Convexity-Driven Projection for Point Cloud Dimensionality Reduction
This work addresses dimensionality reduction for point cloud data, offering verifiable guarantees for practitioners, but it appears incremental as it builds on existing graph-based methods.
The authors tackled the problem of dimensionality reduction for point clouds by proposing Convexity-Driven Projection (CDP), a boundary-free linear method that preserves detour-induced local non-convexity, with results including pairwise a-posteriori certificates and average-case spectral bounds for distortion.

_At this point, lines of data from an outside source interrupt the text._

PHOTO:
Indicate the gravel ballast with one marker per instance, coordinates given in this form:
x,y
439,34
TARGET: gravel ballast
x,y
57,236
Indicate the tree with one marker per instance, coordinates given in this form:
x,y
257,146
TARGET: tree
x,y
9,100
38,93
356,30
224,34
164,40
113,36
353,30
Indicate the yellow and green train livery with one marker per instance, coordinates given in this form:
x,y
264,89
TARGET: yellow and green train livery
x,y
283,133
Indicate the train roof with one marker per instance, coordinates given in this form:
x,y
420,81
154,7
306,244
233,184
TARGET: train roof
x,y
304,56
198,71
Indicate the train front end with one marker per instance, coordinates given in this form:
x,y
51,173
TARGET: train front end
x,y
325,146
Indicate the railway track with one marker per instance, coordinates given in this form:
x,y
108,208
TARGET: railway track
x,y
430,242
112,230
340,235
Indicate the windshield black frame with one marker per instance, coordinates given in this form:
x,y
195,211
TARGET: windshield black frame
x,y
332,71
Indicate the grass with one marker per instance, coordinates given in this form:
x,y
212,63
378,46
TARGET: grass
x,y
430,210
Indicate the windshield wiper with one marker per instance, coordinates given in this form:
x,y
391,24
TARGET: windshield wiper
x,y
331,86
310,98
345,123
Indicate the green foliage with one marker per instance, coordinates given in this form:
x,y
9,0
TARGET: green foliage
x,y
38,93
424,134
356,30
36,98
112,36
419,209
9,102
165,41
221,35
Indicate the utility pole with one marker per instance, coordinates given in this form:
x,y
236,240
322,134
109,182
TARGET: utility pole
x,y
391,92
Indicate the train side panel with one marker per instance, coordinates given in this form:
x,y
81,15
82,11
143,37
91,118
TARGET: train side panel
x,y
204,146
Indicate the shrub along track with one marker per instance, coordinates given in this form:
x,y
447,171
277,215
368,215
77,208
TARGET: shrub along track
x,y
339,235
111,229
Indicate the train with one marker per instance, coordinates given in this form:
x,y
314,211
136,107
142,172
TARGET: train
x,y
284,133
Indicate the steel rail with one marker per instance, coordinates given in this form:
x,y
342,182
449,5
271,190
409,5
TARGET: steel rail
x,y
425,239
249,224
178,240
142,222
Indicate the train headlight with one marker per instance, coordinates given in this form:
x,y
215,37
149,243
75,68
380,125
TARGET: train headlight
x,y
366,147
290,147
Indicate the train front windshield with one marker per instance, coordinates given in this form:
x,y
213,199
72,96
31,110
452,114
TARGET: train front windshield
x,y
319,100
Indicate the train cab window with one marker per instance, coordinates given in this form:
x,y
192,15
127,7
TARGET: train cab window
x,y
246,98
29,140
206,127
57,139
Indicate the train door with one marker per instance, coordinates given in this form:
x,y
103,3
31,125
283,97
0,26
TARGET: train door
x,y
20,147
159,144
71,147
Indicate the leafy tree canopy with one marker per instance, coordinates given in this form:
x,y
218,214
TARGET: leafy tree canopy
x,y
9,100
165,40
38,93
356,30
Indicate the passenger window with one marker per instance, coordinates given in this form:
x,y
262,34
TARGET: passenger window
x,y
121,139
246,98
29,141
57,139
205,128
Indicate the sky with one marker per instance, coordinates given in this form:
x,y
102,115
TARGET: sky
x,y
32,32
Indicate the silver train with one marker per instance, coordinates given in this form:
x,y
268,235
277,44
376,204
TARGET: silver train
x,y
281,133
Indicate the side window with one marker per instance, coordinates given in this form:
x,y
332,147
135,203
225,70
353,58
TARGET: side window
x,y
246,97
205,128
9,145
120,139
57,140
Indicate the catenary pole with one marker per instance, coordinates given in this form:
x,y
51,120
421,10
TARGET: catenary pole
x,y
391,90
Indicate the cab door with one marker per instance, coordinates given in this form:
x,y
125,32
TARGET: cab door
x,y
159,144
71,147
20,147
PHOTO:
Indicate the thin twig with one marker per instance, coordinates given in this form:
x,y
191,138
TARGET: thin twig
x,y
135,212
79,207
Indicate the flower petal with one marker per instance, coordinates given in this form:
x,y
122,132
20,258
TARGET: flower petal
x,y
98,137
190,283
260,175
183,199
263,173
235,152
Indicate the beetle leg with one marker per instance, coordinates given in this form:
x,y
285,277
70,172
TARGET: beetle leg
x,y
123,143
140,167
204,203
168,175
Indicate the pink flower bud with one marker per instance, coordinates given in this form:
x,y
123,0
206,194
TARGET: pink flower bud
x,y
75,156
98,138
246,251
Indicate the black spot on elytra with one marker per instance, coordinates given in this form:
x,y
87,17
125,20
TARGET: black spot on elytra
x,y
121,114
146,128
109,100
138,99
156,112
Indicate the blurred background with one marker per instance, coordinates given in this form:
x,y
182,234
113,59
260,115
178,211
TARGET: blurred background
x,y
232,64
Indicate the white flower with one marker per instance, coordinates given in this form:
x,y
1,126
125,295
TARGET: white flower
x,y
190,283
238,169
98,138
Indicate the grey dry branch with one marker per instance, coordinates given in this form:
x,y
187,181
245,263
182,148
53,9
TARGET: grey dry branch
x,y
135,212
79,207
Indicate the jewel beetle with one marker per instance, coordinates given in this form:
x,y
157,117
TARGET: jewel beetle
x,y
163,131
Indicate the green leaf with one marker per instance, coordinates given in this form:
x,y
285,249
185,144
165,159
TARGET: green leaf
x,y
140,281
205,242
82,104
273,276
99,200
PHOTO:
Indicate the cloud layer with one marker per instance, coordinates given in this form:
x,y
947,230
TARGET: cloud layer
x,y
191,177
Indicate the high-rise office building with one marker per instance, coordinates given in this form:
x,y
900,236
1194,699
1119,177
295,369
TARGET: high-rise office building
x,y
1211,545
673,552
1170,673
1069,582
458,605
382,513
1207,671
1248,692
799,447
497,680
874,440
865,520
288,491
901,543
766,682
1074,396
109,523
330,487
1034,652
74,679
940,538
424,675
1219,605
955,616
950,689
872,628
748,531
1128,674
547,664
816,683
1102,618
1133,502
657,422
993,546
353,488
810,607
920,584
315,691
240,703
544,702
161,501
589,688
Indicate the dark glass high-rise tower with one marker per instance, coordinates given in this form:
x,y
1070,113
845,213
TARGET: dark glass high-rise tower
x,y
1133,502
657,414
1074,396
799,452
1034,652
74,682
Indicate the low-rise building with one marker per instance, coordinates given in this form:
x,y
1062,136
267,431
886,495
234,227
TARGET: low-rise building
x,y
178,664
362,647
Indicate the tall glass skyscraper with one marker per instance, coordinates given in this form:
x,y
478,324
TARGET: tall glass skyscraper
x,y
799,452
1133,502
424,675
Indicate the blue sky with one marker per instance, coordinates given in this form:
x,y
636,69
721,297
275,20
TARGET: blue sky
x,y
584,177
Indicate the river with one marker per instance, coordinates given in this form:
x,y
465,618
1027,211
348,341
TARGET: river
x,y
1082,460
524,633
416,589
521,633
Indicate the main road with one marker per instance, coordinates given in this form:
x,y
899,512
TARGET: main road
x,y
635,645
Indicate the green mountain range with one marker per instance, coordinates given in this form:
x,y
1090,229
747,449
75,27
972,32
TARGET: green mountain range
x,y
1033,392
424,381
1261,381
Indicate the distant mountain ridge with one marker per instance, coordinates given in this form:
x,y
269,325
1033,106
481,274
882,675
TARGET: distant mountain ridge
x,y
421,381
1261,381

We propose Convexity-Driven Projection (CDP), a boundary-free linear method for dimensionality reduction of point clouds that targets preserving detour-induced local non-convexity. CDP builds a $k$-NN graph, identifies admissible pairs whose Euclidean-to-shortest-path ratios are below a threshold, and aggregates their normalized directions to form a positive semidefinite non-convexity structure matrix. The projection uses the top-$k$ eigenvectors of the structure matrix. We give two verifiable guarantees. A pairwise a-posteriori certificate that bounds the post-projection distortion for each admissible pair, and an average-case spectral bound that links expected captured direction energy to the spectrum of the structure matrix, yielding quantile statements for typical distortion. Our evaluation protocol reports fixed- and reselected-pairs detour errors and certificate quantiles, enabling practitioners to check guarantees on their data.